For anyone who hasn’t heard yet, I’m interning at Cleveland Lloyd Dinosaur Quarry this summer. Starting tomorrow, I will be working a job that I had to get federal clearance for, giving tours and doing paleontology and education work at the quarry. The site is in the Morrison formation, a section of Jurassic rock in the Midwest famous for the sauropods and therapods that it has revealed since its discovery.
Particularly famous is Dinosaur National Monument. The layer was discovered by Douglas in 1909. It’s no longer excavated, as there is very little of it left after it was subjected to the race to get the most and best fossils back in the day, but what is left of it in the wall, and exposed for the public to see and ooh and ah over.
And it is ooh and ah worthy. In one place, there is a sauropod skull, fully articulated, sticking out of the wall with several neck vertebrae still attached. There are also articulated feet, tails, legs, you name it, throughout the wall. It is the site of the discovery of one of the only known juvenile stegosaurs, and also the home of multiple sauropod (particularly one discovered locally called Abydosaurus) and therapod species found there first. In theory, the site formed in a particularly thick layer as a result of all of the carcasses represented here packing together into a "log jam" and "damming the river." This is why there is only some articulation present. I had the privilege of visiting with my father when I was in high school right after the building was renovated.
I'm a little freaked out by my cell phone, by the way. I'm slowly getting accustomed to technology knowing a little more than it should. This morning my phone decided to inform me that it was time to leave home in order to catch my flight, providing me with the driving route, my departure time, traffic information, hotels I could stay in on arriving.... you name it, and Google was showing off that it knew it. I didn't set a reminder, all I did was receive an email with my flight information.
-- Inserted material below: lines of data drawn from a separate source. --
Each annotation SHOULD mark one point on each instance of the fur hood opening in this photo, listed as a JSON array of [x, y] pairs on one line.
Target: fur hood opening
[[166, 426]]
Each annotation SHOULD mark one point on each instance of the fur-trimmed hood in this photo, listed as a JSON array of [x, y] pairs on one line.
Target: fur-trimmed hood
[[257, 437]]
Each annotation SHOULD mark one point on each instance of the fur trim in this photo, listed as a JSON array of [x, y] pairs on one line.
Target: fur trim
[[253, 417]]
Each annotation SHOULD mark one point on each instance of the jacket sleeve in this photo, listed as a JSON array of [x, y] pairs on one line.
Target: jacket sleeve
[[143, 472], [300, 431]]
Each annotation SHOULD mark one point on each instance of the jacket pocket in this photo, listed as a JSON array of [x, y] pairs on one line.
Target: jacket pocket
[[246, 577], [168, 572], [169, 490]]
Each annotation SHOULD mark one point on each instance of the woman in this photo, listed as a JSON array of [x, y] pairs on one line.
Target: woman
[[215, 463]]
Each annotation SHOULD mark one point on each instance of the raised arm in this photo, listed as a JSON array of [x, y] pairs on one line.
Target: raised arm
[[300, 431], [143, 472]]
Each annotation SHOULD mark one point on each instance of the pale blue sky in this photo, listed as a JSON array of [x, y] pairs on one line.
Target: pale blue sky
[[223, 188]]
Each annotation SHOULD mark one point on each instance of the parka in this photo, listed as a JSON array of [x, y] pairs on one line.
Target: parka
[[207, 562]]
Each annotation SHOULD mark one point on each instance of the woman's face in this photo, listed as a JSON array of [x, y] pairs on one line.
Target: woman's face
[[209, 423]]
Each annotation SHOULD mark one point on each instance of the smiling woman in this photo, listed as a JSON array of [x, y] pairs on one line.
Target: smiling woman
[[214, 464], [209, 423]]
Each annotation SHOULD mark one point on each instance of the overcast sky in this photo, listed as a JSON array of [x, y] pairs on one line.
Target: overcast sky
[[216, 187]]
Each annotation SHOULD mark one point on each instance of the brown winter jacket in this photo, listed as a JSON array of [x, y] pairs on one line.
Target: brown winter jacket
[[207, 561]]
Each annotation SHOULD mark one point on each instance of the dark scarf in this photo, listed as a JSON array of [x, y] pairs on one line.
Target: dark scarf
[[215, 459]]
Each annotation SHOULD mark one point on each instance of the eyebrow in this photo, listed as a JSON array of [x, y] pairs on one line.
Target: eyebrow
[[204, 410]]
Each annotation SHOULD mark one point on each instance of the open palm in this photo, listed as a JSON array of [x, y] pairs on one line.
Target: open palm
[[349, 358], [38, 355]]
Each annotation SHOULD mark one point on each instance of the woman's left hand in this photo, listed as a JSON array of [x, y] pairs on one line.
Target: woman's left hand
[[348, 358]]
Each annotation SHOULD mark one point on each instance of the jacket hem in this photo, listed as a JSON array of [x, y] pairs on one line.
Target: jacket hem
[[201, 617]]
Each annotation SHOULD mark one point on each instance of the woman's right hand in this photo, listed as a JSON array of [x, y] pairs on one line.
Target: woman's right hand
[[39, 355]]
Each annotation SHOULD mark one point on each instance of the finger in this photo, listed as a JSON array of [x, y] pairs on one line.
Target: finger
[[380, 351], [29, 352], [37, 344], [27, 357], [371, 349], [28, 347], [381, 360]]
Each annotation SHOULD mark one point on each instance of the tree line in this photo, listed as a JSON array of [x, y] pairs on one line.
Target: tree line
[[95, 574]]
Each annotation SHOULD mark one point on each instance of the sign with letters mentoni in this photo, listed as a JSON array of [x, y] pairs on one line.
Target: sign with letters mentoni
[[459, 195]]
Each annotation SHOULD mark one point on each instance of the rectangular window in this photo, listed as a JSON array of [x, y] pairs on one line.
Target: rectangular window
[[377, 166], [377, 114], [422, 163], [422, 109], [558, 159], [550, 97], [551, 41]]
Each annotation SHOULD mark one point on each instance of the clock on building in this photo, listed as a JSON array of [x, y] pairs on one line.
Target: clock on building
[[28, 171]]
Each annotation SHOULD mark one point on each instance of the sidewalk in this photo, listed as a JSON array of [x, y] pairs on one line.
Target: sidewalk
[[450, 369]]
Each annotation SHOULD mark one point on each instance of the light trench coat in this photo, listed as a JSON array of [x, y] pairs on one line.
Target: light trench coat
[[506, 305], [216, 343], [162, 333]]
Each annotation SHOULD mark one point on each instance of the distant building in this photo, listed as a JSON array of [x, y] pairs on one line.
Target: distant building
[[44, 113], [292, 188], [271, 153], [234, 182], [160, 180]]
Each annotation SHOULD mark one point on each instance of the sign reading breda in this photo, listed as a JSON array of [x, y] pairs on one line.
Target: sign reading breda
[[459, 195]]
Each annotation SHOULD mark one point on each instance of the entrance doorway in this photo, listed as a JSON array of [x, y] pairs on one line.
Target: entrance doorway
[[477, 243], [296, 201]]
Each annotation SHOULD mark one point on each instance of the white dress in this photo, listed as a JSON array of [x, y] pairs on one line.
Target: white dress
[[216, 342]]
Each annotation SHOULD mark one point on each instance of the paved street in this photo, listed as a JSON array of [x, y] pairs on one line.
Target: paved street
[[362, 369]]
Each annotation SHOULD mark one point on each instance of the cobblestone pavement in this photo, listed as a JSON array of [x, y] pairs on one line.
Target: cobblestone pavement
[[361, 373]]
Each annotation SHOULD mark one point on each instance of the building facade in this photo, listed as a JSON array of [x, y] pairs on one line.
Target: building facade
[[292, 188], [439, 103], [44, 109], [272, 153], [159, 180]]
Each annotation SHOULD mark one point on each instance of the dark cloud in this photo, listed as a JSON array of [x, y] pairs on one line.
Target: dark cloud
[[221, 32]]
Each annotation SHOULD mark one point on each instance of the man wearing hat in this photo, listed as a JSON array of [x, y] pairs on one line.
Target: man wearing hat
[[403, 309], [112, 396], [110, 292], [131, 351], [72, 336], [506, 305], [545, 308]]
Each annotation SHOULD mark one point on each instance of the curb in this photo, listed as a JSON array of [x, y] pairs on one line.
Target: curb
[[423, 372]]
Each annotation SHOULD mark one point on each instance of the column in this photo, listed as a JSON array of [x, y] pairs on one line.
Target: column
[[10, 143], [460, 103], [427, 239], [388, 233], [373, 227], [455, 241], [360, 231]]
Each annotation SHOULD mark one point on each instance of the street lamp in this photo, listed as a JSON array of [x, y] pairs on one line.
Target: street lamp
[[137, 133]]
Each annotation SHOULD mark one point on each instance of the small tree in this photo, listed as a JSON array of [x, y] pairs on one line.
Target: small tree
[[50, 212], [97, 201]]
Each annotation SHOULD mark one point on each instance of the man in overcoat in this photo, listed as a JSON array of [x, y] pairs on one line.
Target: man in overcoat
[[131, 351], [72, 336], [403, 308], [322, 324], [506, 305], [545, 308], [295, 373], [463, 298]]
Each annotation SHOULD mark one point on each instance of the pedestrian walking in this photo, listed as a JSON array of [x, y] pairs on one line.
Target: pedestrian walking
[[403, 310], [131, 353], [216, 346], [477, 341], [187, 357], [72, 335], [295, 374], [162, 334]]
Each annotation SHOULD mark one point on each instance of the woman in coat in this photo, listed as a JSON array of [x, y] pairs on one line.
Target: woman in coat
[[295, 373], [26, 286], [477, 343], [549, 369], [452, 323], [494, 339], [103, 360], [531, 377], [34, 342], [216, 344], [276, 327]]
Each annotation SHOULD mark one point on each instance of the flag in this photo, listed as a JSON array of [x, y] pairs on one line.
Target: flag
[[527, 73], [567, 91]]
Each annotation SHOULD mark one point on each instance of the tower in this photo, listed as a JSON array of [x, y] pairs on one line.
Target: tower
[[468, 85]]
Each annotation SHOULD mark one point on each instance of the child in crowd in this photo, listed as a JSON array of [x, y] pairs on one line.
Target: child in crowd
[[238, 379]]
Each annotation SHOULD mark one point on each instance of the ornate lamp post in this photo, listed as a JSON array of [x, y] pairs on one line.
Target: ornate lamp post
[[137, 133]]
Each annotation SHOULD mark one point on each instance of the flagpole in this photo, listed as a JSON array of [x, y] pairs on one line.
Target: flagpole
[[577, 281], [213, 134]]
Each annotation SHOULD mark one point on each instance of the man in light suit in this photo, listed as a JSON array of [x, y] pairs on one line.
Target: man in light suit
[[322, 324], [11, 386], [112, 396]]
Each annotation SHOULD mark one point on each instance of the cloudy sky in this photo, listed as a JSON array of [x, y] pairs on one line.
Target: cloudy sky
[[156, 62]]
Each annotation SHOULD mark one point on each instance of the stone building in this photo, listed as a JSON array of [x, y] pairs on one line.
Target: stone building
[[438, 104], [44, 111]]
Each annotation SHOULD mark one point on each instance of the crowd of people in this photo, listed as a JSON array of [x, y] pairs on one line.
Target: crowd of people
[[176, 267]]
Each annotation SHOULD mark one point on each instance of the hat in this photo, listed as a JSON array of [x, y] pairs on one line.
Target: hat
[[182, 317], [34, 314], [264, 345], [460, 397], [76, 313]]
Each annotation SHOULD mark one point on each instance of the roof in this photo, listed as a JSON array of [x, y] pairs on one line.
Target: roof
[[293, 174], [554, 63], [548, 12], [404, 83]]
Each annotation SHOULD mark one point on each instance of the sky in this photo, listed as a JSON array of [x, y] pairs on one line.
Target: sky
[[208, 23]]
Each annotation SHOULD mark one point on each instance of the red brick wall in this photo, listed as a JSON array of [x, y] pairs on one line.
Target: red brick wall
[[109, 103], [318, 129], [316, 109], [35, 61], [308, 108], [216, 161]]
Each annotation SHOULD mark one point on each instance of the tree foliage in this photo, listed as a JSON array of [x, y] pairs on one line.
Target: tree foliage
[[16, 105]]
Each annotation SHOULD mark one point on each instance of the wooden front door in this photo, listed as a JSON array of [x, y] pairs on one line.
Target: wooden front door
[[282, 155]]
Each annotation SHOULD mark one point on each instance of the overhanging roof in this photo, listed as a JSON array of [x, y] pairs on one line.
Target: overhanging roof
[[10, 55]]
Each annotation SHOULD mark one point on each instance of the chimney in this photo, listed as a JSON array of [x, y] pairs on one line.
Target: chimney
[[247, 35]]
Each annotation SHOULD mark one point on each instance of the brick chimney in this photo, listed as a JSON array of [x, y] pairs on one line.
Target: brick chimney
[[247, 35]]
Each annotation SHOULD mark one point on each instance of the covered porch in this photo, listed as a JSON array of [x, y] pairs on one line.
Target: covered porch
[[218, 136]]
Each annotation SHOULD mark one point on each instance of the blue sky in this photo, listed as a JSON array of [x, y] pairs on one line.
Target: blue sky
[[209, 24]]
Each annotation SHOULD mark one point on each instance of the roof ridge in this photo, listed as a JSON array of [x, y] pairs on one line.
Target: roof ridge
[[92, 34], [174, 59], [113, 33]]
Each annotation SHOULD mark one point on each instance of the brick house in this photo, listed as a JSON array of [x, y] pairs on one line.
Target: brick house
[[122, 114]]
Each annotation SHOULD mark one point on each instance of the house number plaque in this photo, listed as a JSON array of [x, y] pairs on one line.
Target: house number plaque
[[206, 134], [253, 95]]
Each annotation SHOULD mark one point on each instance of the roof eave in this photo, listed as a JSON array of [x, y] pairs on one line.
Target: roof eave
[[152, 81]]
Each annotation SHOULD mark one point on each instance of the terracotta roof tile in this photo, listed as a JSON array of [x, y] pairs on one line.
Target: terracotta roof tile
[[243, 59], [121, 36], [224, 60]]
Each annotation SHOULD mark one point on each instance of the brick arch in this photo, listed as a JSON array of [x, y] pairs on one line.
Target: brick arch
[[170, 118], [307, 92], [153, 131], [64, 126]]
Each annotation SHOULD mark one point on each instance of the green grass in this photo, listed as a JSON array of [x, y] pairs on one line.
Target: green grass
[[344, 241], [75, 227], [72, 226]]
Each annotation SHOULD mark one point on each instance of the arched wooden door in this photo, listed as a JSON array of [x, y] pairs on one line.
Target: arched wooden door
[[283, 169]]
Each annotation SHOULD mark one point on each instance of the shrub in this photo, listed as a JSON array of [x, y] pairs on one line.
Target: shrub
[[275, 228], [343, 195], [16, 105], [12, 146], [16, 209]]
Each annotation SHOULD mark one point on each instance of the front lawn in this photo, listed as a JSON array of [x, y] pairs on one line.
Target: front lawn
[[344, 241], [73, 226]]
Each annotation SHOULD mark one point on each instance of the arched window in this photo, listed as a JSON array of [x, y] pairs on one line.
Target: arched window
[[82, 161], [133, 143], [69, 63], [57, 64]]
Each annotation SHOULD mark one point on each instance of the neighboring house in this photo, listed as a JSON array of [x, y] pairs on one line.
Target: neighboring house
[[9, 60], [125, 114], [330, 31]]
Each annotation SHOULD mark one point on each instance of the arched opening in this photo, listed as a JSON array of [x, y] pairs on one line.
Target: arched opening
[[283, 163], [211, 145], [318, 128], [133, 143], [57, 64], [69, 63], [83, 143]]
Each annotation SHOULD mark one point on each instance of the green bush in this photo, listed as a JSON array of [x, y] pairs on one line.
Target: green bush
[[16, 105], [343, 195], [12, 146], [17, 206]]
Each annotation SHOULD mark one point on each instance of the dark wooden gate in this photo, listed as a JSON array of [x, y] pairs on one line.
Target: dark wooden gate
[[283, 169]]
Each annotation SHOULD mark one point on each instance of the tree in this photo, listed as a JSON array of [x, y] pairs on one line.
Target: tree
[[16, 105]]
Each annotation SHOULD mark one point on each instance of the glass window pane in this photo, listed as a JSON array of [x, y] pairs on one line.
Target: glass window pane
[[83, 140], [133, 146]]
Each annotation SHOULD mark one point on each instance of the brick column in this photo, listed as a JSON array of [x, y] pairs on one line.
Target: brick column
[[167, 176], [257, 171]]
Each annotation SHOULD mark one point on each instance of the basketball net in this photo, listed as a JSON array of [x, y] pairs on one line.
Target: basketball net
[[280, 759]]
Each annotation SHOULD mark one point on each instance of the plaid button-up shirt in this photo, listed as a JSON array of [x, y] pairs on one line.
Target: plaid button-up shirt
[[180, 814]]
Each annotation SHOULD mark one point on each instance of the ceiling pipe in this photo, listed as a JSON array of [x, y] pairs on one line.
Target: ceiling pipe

Too much, Google. Too much.
Anyway, I'm done being creeped out now, let's talk about something interesting. Like paleontology.
So apparently I have a knack for finding fossils where fossils shouldn't be. For example, I ran into a little jewelry store in the BWI airport while killing time before my flight that had what I'm pretty sure were casts of a Mesosaur, fish, and a few other flat fossils. They unfortunately did not allow me to take pictures. What really caught my interest this time, however, was the case labeled amber. This is a pretty normal and acceptable thing to find in jewelry stores. What amazed me though was the color.
It was green.
Yes, you read that right. Not orange. Green.
Apparently its about a fifth of the age of the amber that we're used to seeing and found at a different site from a different species of tree. At first, I thought it may be copal, a common 'pseudo-amber' that is less valuable, younger, and not completely hardened yet. Generally its tacky to the touch. However, on holding this piece, it was solid. I retreated to my phone and found out through some research that, not only was this legitimate (coming in at 10 million years old), but there is also a really pretty blue variety from yet a different locality. Even rarer, and again a different age... I've never seen anything like it.
Ok. Moving on to vertebrates before I talk myself into going back and spending an arm and a leg on that.
So let's talk about this place that I'm crazy enough to go across the country to work at.
I have actually been there once. The year that I went out with Dr. Lindsay Zanno and NCSU (two summers ago) we were relatively close to the site. As she actually worked there early on (as did her then-future husband, I believe...), we took a day off from digging to go see it. It isn't fully understood how it formed, but as I stated before, it is in the Morrison formation. It's approximately 156 million years old, give or take a few.
I know more about what isn't known about the site than what is. It poses this problem of being predominately carnivores (why can't I ever work somewhere that seems ecologically sound...?) The site represents an assemblage of Allosaurus, and finding an explanation for the assemblage has proven interesting. Flooding, drought, disease, and starvation have all been suggested, but so far there is more evidence for what couldn't have possibly happened than for a definitive idea of what did. Kind of messy. Should be fun.